One in Christ (Ephesians 2:11-22)

We hear people in our world talk about the words “unity” and “peace.” Yet, true and lasting reconciliation can only occur by the work of Christ Jesus. In Ephesians, Paul is writing a letter to a deeply divided people. Centuries of hatred and division between Jews and Gentiles were impossible to erase. Yet, in the power of the Spirit through the sacrifice of Jesus, unity in the Church is not only possible; it is expected by God.
Unity in the Church begins with remembering. We remember the grace of God by which we have been saved from eternal punishment and forgiven of every sin. Where there is a lack of unity, there is also a lack of humility. We are prone to forget. However, we are commanded to remember and daily dwell on the grace of God and His kindness toward others. What He has poured into our hearts spills out into every relationship we have with others.

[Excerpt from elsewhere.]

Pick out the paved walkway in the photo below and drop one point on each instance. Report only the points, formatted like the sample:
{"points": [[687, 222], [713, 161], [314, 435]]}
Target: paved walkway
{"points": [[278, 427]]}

How does God define reconciliation and peace? The definition is more than a mere “cease-fire” or a resolve of tension. God is inviting us into the forming of a new relationship. Through the cross, peace is given a new definition. His reconciliation is a war that has already been won. Reconciliation is a uniting of us to Himself. When we are reconciled to Christ, He brings us into unity with each other. Our diversity no longer creates a divide. Instead, our diversity points to the power of Christ to bring His uniquely created people together as one.
In our walk with God, He changes us from self-centered and unforgiving to peace-makers who long to see others walk with Him. We are a reconciling people because we are a reconciled people. We do not find unity by pursuing unity. We find unity in pursuing Christ. People long for something to unite around. The Church invites people to be united to someone greater than an ideology, personal differences, sports teams, or interests. That someone is our Lord and Savior, Jesus.
For our hearts to be one takes the work of the Spirit. We can come up with millions of reasons to divide. But God not only desires unity, He designs unity. We are not like a family, we are a family. Long after every ideology wanes, every nation in this world declines, and personal differences passes, the bride of Christ will remain forever.
Discussion Questions:
  • What divisions does the watching non-Christian world see when they look at the Church today?
  • Based on Ephesians 2, what definition would you provide to a friend that was struggling with the concepts of peace and reconciliation?
  • What dividing issues are worth taking into eternity?